126 pages
Published 1946
Read May 3
Rating: 2.5 out of 5
I want to get back into my old habit of reading an eclectic mix of books new and old, classic and forgotten, pulpy and literary. I've been reading a ton of books from the 2020s, and the books have been excellent—fantasy fiction, in particular, is better now than it ever has been. But weird old pulps sometimes scratch an itch.
This book is more entertaining than it should be. Edward Bond, a veteran and pilot from Indiana, has felt strange ever since he blacked out and crashed in Sumatra in the waning days of World War II. The Batak healer who treated him after the crash warns him to stay away from magic: “All your life you must hide. Something is searching for you.” Soon, despite himself, Ed gets pulled into an alternate Earth called the Dark World, where trees move, mutated vampires and werewolves prowl, and sorcerers rule under a huge red sun.
Goodreads cited this as an early Dying Earth-style story, which I suppose it could be, though the vibe is closer to Andre Norton than Jack Vance. What’s surprising to someone reading nearly eighty years later is the prominence and relative competence of Kuttner’s female characters. Perhaps it’s because he was writing in the immediate aftermath of the war, with its broader feminist gains still fresh, and not in the ’50s and ’60s, when the modern American concepts of the (white) nuclear family and the (white) housewife had been manufactured for the propaganda war against international socialism. Whatever the reason, The Dark World features a whopping four women as major named characters, all of them leaders in their respective factions, plus an unnamed but indomitable female fighter-scout. Kuttner still does the manly pulp thing and has his hero forcefully kiss two of them, but The Dark World feels way more progressive with its gender norms than Witch World did seventeen years later.
Unfortunately, Kuttner’s prose is of its time, which means it has a pulpy comic book quality (and more em dashes than modern poets could even dare to dream of). It does the story no favors. The story itself, though, is surprisingly ahead of its time.

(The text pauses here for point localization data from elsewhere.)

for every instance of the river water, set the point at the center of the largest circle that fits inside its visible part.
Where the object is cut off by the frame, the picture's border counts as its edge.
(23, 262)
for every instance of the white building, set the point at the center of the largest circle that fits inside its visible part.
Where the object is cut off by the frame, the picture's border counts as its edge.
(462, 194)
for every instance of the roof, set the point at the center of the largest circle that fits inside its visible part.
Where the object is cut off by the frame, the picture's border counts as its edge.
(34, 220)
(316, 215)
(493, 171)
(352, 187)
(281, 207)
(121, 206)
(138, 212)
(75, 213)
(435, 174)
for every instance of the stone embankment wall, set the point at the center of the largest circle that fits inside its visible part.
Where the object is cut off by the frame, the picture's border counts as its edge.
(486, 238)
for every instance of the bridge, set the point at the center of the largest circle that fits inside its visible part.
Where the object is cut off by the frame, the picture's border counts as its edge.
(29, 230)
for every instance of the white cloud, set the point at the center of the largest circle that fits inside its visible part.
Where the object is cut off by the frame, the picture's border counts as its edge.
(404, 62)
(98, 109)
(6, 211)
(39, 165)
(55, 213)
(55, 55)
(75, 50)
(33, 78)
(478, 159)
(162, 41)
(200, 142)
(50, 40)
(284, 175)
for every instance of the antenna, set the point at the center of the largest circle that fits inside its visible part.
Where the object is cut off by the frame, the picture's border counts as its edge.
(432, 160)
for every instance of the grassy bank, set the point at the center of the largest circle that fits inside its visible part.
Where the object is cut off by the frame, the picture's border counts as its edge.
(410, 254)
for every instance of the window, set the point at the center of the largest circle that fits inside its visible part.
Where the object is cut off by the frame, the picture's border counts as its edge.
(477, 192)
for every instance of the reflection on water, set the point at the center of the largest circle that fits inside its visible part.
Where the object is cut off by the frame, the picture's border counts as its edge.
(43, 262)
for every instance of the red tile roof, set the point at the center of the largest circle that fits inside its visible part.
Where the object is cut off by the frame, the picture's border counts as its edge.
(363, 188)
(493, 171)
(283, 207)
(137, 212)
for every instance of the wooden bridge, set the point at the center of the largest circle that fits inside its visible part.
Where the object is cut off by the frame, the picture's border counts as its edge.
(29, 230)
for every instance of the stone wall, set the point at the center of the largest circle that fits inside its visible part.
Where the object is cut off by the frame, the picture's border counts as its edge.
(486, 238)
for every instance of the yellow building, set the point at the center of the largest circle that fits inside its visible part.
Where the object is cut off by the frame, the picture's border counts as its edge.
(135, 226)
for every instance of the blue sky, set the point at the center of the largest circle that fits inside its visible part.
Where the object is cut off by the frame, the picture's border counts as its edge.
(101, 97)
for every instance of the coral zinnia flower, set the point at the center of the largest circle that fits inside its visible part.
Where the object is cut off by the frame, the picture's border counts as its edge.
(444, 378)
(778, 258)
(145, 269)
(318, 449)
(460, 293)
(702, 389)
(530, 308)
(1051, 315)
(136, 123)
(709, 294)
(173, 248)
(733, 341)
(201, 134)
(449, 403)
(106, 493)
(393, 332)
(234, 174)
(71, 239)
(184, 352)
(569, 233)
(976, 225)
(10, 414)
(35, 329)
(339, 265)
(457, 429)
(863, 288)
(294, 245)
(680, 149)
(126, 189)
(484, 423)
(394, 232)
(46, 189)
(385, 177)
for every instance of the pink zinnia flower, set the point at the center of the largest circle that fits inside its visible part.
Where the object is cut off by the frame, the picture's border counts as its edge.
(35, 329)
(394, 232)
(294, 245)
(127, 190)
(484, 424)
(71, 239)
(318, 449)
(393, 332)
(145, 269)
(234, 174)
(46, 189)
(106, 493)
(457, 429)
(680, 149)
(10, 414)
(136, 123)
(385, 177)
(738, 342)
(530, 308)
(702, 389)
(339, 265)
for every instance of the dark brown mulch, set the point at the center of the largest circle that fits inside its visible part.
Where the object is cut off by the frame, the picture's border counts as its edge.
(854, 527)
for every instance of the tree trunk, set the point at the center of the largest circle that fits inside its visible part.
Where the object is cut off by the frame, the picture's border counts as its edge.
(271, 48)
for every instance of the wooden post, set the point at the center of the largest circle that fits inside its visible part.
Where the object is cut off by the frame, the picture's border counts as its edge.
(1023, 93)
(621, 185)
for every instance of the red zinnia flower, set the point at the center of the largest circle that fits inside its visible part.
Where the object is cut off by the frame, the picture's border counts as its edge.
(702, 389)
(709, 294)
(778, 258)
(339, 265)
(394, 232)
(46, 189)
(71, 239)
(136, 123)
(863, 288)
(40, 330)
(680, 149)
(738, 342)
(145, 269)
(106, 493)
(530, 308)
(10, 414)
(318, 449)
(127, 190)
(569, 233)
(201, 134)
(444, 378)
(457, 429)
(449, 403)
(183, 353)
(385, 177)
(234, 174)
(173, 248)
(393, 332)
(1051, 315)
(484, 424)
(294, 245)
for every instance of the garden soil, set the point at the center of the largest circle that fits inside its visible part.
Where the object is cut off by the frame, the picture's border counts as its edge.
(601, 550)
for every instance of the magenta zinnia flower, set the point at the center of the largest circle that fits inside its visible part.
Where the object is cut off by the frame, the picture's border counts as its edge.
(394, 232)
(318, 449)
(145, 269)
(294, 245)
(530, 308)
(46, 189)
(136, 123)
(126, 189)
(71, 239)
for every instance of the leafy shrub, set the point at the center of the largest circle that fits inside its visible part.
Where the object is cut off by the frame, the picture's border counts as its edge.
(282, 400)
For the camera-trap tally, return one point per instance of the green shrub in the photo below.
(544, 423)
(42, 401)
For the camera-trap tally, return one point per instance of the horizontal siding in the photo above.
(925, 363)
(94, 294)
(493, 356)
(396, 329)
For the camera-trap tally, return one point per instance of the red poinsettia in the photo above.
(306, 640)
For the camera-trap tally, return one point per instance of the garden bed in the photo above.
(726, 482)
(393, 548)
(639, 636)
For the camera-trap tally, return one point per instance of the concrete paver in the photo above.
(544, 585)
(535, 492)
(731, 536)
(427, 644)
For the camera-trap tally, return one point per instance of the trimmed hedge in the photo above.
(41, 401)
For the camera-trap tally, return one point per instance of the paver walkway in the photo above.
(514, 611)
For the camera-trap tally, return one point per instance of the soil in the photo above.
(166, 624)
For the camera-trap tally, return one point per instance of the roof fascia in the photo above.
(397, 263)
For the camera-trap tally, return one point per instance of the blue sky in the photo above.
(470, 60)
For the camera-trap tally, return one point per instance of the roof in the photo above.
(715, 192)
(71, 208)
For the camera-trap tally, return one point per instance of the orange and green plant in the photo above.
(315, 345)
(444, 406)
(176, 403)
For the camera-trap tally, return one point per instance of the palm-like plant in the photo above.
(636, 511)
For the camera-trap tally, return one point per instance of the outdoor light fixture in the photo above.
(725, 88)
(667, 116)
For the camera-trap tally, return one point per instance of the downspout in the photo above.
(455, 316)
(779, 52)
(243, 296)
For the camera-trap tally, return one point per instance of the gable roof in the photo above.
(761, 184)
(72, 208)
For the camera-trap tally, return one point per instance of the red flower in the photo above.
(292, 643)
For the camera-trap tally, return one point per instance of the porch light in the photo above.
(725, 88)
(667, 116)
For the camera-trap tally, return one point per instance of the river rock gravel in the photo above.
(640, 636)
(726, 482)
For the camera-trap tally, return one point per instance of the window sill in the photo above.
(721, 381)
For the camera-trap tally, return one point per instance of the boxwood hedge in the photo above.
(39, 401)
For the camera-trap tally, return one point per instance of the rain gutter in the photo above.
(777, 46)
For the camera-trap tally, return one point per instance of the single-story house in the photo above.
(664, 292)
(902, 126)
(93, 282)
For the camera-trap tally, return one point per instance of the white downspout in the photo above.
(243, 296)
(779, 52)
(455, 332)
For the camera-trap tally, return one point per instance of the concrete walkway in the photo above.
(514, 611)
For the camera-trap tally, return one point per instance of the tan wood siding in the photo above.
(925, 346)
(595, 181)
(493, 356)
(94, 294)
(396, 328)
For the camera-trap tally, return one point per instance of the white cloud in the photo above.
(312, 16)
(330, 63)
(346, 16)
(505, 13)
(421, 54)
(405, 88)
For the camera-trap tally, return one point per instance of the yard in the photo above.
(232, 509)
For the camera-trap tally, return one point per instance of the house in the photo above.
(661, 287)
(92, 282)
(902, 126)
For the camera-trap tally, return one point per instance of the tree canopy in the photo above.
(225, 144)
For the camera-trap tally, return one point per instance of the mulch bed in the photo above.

Spoilers here for the central twist: Our narrator, who at first believes himself to be Edward Bond, is in fact Lord Ganelon, an evil and ruthless sorcerer who rules with his Coven over this corner of the Dark World. Ed and Ganelon are each other’s multiversal doppelgängers, switched by the powerful Valkyrie Freydis (who is huge and completely fucking jacked, by the way) to give her people a chance to overthrow the sinister Coven. Ganelon’s return sends the real Ed back to Earth, right in the middle of Ed’s own plan to overthrow the Coven. As Lord Ganelon’s own memories gradually displace Ed’s implanted memories, he uses Ed’s connection to the rebellion to use the freedom fighters for his own ends. It’s the flipside of the expected narrative, the evil mirror image of the standard portal fantasy. It’s a bit startling for 1940s sci-fi.
Despite its myriad problems, I found The Dark World fairly enjoyable.